On 11/04/2025 15:49, Olivier Dion wrote:
My goal here is that I have GOOPS object. The object is used to produce
a pure result which I can store in a cache on the disk, given the hash
of the object. I can then re-fetch the result on disk in another Guile
process if the hashes match. As you can see in the above code, GOOPS
instances get hashed by folding over their slots, which can include
procedures.
The usual solution to this kind of thing, is to:
(1) hash procedures by pointer (not consistent across processes, not
applicable for your case) (2) don't hash procedures (3) Allow classes to
override how hashing is performed. Instead of (define (hash value)
[...]), you could have (define-method (hash value) [...]). (Also be sure
to define equality in a way such that 'a = b -> hash(a)=hash(b)' -
doesn't have to be '=' or 'equal?', but it does need to be the equality
procedure used for hash table things.) (Also consider (hash value n)
instead, so implementers have a clue for reasonable output size.) (3)(a)
if a field is a thunk merely as a way to do laziness (and forcing the
lazy isn't expected to be computationally expensive), force the lazy and
hash the result (3)(b) if the procedure field is irrelevant to the
considered problem, don't hash it (and adjust your expectations to make
it not an element of surprise) (3)(c) if there is a limited set of
procedures it could be, do something like hashing by name (specifics
depend on specific situation) (3)(d) if the procedure field is relevant,
and there is no apparent way to hash something else instead, change this
situation (4) if nothing appears applicable for the problem at hand,
change the problem.
If you do go for bytecode hashing, you could consider looking at the
closure and hashing things in there as well, to reduce hash collisions.
I can then re-fetch the result on disk in another Guile process if the hashes
match.
You can't (at least not with the mentioned hash), because of likely hash
collisions.
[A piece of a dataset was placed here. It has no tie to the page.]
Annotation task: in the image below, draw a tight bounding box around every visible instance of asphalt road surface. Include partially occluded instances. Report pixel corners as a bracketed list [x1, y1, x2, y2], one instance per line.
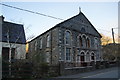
[57, 67, 120, 80]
If the 'hash' function doesn't have collisions, then either
the input space is small (finite) and hence the 'hash' isn't
general-purpose (not always an issue, but in your case it seems like it
would be), or the output space is infinite, in which case it has lost
its function as a hash.
Typical hashing of the non-cryptographic kind aren't designed to
virtually eliminate hash collisions, rather they are designed to be
'good enough', and hash collisions are not expected to be eliminated,
instead they are accounted for in some way. In your case, the disk acts
as a hash table, so you could make a bucket list (so you would need to
also save the unhashed _keys_ instead of only their hash - hashes then
aren't to identify things on their own, but rather to speed things up a
lot).
Best regards, Maxime Devos